It first happened in July 2006. Canadian blogger Kyle MacDonald had a red paperclip. Nearly one year and fourteen trades later, he had a two-story home. Last month, Demi Skipper completed her 28th trade and achieved her aim to follow in MacDonald’s footsteps.

Skipper had started with a bobby pin in May 2020. Last month, though a series of trades, she was officially a homeowner. 

The scheme of using reiterative trades to improve one’s lot is solid economics. Barter, a system of exchange where both people feel they got the better end of the stick, is a longstanding tradition. People value things differently. Imagine if you were to trade a bobby pin for an old photograph of a family and then find the child in the picture. They may be willing to part with something much more substantial than a flimsy hair clip.

Some of MacDonald’s trades fit into this paradigm. Director Corbin Bernsen happens to collect snow globes. When MacDonald offered him a KISS snow globe in exchange for a role in his upcoming movie, the deal was a go. This was no accident. MacDonald had set out to prove the power of relative value: “I must reinforce what I believe the one red paperclip project is all about: relative value. What’s more important to a man dying of thirst in the desert – one million dollars or a glass of water?”

The shocking thing about these stories isn’t that they are possible, but that they can happen so quickly and can involve easily purchased items that have very different price tags. 

You have to wonder: are all the traders in these deals genuine on their appraisal of relative value or were they excited to be part of a fun, popular project? 

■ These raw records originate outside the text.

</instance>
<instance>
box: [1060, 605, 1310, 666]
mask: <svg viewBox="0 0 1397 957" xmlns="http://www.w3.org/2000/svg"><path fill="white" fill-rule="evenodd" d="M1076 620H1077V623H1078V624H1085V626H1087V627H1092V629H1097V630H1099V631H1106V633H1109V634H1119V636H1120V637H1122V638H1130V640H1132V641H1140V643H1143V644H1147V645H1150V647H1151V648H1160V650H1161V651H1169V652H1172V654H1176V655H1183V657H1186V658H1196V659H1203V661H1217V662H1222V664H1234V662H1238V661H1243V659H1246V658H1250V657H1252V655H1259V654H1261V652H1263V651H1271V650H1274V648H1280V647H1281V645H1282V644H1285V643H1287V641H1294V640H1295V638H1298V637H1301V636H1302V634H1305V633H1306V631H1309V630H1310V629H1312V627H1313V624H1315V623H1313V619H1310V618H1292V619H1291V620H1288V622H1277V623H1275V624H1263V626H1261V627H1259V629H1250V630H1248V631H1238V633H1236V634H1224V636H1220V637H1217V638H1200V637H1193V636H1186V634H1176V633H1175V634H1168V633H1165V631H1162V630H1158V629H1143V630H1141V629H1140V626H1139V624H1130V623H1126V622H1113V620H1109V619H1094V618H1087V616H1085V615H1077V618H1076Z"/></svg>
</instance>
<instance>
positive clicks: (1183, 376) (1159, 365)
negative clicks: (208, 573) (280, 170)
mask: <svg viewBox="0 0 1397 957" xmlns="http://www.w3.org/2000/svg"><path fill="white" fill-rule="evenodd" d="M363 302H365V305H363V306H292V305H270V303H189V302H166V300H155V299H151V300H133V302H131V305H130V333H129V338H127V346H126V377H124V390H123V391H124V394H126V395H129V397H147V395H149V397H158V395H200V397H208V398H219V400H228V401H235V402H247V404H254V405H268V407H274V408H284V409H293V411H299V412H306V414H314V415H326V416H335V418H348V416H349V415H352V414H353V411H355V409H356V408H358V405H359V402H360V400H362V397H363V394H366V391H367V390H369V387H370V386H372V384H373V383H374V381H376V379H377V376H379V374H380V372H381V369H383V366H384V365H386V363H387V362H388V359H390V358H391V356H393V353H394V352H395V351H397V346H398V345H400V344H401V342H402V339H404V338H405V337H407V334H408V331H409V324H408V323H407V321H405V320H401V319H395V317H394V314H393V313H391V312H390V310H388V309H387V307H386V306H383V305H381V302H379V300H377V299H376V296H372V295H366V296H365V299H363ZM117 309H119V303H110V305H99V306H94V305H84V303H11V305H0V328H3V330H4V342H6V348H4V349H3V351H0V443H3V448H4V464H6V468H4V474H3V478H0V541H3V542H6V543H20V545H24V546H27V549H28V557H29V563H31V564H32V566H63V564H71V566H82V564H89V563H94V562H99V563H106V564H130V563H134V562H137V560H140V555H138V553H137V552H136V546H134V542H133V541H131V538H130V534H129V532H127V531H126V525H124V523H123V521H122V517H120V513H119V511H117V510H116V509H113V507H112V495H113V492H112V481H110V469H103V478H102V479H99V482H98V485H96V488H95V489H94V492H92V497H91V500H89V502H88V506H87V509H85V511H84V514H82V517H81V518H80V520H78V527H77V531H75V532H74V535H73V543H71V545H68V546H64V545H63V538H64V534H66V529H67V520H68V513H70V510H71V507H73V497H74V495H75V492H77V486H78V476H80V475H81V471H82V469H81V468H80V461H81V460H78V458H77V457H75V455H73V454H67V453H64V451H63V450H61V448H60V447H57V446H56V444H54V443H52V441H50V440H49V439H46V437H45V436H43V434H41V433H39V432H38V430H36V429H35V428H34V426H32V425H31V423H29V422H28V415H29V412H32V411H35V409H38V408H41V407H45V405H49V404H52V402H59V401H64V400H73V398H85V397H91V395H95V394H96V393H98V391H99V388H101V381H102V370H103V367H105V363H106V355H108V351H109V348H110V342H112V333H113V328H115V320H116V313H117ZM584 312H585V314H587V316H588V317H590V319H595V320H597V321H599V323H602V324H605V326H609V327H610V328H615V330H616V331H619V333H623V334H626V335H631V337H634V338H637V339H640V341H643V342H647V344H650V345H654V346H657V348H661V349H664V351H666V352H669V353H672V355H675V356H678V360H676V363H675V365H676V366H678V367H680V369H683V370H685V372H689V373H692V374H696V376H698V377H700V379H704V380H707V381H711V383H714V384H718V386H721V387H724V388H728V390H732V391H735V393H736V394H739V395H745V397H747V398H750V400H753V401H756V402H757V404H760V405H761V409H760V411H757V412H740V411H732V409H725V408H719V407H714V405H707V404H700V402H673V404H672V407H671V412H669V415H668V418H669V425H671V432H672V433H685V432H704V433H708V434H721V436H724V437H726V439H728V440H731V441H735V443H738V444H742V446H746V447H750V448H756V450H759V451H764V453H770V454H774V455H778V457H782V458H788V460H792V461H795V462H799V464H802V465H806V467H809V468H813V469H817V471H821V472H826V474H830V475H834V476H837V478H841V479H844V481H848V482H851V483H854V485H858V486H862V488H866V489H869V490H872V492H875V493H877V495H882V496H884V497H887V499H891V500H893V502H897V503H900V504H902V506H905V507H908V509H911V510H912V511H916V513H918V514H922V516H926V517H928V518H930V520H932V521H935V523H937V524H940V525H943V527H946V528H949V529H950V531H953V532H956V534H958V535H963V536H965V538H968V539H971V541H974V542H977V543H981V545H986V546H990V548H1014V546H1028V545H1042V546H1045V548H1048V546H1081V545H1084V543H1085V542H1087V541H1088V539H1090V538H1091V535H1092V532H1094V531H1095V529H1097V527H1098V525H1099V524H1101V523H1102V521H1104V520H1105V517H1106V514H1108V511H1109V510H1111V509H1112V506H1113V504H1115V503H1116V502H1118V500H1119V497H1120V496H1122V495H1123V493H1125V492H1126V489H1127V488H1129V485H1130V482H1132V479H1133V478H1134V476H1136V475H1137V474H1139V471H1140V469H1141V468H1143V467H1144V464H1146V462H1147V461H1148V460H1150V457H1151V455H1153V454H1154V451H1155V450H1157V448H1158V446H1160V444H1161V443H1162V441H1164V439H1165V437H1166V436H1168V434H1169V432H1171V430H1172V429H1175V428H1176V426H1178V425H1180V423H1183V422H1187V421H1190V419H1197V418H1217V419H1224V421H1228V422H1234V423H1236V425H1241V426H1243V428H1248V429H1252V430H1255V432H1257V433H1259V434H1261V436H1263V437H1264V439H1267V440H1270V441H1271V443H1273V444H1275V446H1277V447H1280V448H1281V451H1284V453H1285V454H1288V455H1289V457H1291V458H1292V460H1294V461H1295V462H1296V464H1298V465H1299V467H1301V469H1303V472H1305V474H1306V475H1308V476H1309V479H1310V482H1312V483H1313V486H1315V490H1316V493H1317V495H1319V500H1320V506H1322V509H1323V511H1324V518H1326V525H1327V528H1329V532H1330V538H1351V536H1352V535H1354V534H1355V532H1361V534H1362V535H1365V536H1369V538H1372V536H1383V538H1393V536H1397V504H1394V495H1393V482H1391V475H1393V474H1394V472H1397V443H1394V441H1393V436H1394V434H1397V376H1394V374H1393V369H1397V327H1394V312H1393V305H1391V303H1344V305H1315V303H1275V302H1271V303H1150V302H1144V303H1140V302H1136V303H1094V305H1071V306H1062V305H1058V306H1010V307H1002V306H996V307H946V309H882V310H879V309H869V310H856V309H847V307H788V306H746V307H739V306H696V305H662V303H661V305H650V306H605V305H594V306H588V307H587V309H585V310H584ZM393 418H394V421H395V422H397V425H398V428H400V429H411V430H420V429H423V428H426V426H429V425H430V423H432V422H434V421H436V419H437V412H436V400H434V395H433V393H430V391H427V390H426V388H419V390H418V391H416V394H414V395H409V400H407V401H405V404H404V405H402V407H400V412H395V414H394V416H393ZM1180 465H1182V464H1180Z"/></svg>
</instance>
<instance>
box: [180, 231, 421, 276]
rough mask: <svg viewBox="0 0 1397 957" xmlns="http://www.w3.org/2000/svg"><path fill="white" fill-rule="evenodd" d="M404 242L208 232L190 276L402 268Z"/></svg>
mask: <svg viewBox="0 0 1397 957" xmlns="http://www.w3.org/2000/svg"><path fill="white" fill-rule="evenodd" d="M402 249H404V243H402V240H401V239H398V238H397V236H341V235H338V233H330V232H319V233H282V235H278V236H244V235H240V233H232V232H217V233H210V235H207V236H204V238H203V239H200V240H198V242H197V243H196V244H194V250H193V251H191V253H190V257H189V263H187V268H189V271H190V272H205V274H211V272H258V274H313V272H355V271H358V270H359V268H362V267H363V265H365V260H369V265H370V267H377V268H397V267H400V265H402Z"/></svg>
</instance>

Skipper’s followers are asking the same question. In her fourteenth trade, Skipper traded an iPhone 11 for a 2008 Dodge Caravan. An iPhone 11 is not a scarce item. Why wouldn’t the owner of the car simply sell the car, buy the phone, and pocket the excess cash? Or, as golden.kidd astutely points out: “How you got a car for a phone, I have to find these people ASAP.”

Some of the other trades are equally quizzical from an economic standpoint.

According to NBC reporter Wilson Wong, Skipper’s fans did not approve of one of her trades. She traded three tractors for a Chipotle Celebrity card. What is such a card, you might ask? A Chipotle Celebrity card allows its owner to eat at Chipotle for free for one year. Assuming a new card and fifteen-dollar daily meals at Chipotle, the card would be worth just shy of 6,000 dollars.  

That is a heck of a lot less than the estimated 40,000 dollar off-grid trailer she was able to gain in trade. One has to wonder whether the Chipotle superfan wouldn’t instead sell the trailer, procuring over seven years of daily 15-dollar Chipotle meals. They could also be a rebel and take burrito breaks when needed.

The moral of the story has very little to do with economics. Instead, it highlights what people are able to do when working toward a common goal and willing to take an economic hit. Skipper did not trade a bobby pin for a house. The economic hit was shared among a greater number of actors, diluting the price tag of helping this young TikToker achieve her goals. People were willing to help at this diluted price.

Skipper may have eventually attained her goal using good old-fashioned economics, but it is a more heartwarming story to imagine followers that were willing to do more than just watch. They were willing to help a stranger.

ABC news reports on our new homeowner’s response to this journey. She plans to do it again. Only this time, she will donate the home to someone in need “no mortgage, no rental.” That’s a TikTok journey worth getting involved in if ever there was one.